Una buona prestazione per i gialloblù, tra i quali spicca un grande Lazovic, ma ci sono errori che hanno pesato molto sull’economia del match

Un buon Verona cade sul campo del Napoli al termine di una partita ben giocata, ma decisa da qualche errore di troppo, sia in fase difensiva che in quella offensiva: spicca la prestazione di Lazovic, il migliore tra i suoi, reggono il terzetto a protezione di Silvestri e il centrocampo, mentre stecca il reparto avanzato.

Di seguito, infatti, le nostre pagelle del match.

SILVESTRI: 6,5. Non può fare granché sui gol subiti, compie anche un paio di buonissimi interventi.

RRAHMANI: 6. Anticipato in occasione del secondo gol da Milik: è l’unico errore in una partita quasi perfetta, ma è di fatto quello che chiude i conti. Il suo è il voto più difficile insieme a quello di Günter, ma visto il valore dell’avversario gli diamo una sufficienza.

KUMBULLA: 6. Non arriva sul pallone messo in mezzo da Fabian Ruiz in occasione dell’1-0, ma non sbaglia altro. Per un classe 2000 al San Paolo può bastare.

GÜNTER: 6. Compie un paio di interventi provvidenziali, ma si fa anticipare sul primo gol azzurro: come per Rrahmani è un solo errore, ma pesante. Per lo stesso metro di giudizio, gli diamo la sufficienza per aver comunque ben arginato un avversario di grandissimo valore.

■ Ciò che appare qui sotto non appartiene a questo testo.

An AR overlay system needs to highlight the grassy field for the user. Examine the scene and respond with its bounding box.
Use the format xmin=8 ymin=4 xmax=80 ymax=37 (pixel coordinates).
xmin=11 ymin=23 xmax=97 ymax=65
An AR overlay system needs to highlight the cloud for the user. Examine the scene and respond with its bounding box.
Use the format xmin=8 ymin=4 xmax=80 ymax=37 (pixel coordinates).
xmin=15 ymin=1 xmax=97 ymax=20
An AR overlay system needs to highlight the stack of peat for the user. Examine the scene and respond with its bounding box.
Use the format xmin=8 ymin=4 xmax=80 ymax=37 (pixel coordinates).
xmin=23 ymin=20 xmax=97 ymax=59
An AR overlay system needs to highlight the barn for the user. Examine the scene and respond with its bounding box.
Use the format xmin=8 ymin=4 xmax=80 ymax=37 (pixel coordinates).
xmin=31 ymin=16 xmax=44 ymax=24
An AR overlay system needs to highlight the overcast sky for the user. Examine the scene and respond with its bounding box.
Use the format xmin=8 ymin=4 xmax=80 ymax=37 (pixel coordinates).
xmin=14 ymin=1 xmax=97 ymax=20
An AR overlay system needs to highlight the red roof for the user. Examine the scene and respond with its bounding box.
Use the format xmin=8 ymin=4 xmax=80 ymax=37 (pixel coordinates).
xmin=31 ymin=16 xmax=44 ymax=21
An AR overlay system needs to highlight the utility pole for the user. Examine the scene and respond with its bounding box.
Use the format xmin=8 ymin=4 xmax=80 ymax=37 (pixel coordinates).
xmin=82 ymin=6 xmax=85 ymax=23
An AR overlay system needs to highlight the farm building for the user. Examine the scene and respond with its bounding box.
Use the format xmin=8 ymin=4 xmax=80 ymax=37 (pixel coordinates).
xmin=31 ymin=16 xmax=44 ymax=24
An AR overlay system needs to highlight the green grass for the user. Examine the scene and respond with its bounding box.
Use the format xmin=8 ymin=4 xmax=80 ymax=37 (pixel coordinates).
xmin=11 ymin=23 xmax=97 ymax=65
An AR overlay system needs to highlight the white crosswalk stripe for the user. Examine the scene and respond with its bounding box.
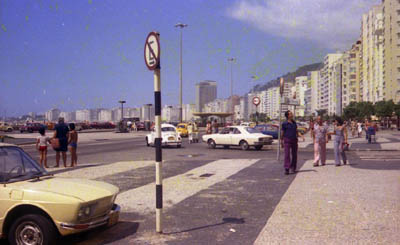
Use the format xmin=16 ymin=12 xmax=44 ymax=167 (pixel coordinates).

FARAONI: 6. Dopo pochissimi minuti fa ammonire Koulibaly, poi rischia qualcosa quando trattiene Callejon in area e nel secondo tempo sfiora il gol che avrebbe accorciato le distanze con una bella volée dal limite. Sufficiente.

AMRABAT: 6. Meno vistoso rispetto al solito, fa tanto lavoro sporco.

VELOSO: 6. Solita regia illuminata e un paio di piazzati molto insidiosi.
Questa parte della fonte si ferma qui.